Nutrition during late gestation has been shown to influence ewe body reserve mobilisation, colostrum production, lamb birth weight, lamb vigour and lamb survival.

Where any of the aforementioned are negatively affected, the performance of the flock at lambing will be below its potential.

Late pregnancy is typically defined as the last six to eight weeks pre-lambing during which time approximately 80pc of foetal growth takes place.

Dietary formulation during this time is challenging as the rapid growth of the foetus reduces feed intake potential leading to the necessity to use concentrate supplementation.

On the Richardson farm mature ewes scanned this year with an average litter size of 1.90, with 98pc of the ewes scanned in lamb.

Lambing should be compact as no ewes were raddle marked after the third week of the mating season. Clifford puts this down to the use of the ram effect and the condition of the ewes at mating.

All ewes were in body condition score of 3.5 or better at mating. Twenty-seven ewe lambs were put to the ram in 2016 and were not scanned at the date of writing this article. Ewes are due to lamb on February 24 and have been given a clostridial vaccine during the last week of January. Lamb birth weights in 2016 were 5.9kgs, 4.4kgs and 3.6kgs for singles, twin and triplet born lambs respectively. This year Clifford aims to increase the birth weights of the twin and triplet born lambs to 4kgs and 5kgs. All ewes were housed on January 6 and were in good body condition score -- all above 3.5.
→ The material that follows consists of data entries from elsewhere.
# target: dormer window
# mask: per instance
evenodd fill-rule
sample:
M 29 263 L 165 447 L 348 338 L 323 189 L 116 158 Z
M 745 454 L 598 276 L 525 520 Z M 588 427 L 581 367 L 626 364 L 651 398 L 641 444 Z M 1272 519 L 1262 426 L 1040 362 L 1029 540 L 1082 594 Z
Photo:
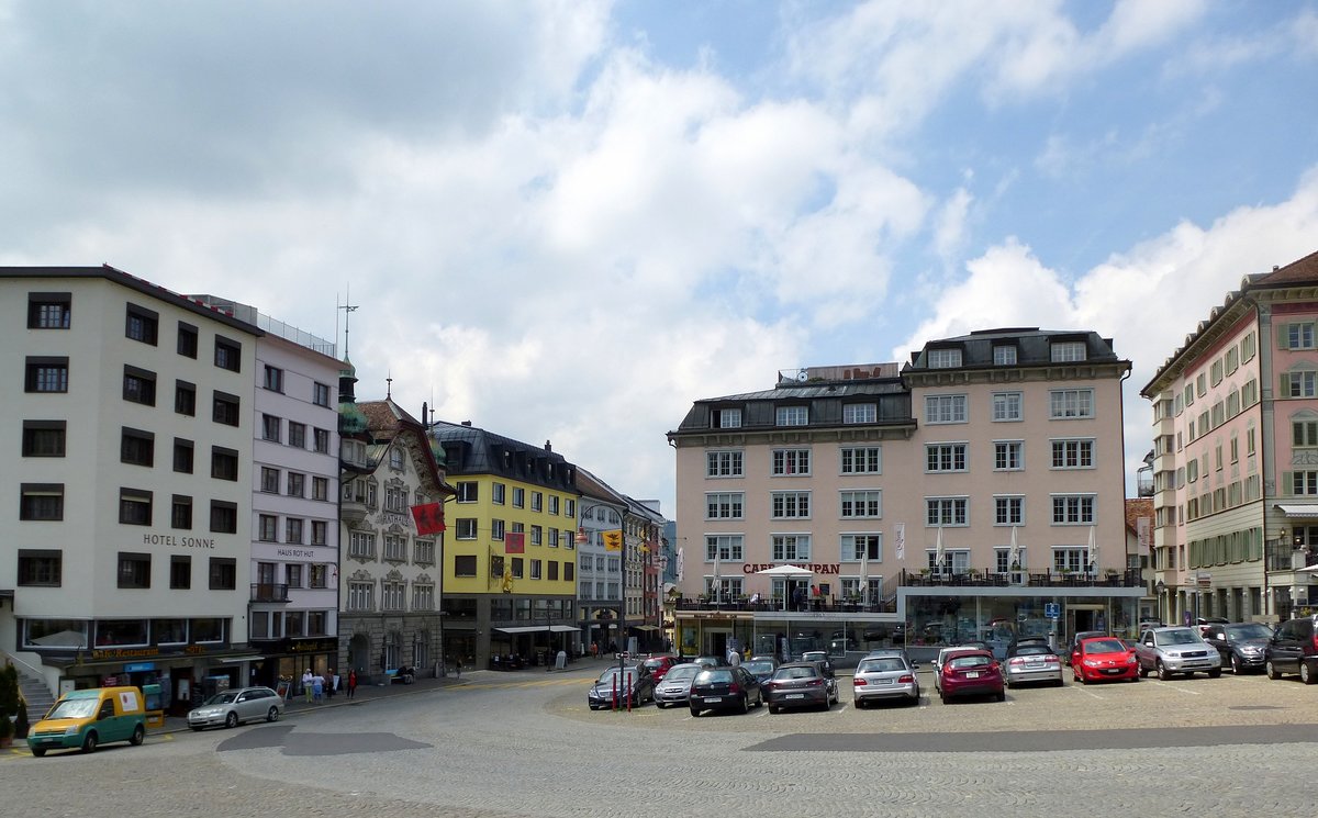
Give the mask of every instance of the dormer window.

Twin and triplet bearing ewes have been fed concentrates from six weeks prior to lambing -- starting at 0.3kgs per day.

Three weeks out from lambing this has been introduced to singles at 0.3kgs per day and increased to 0.5kgs for doubles and 0.7kgs for triplet bearing ewes. Silage is of average quality 69 DMD and 11pc protein.

The daily concentrate allowance will be increased to 0.4kgs for singles,1kg for twins and 1.2kgs for triplet bearing ewes. The twins and triplets are fed twice daily.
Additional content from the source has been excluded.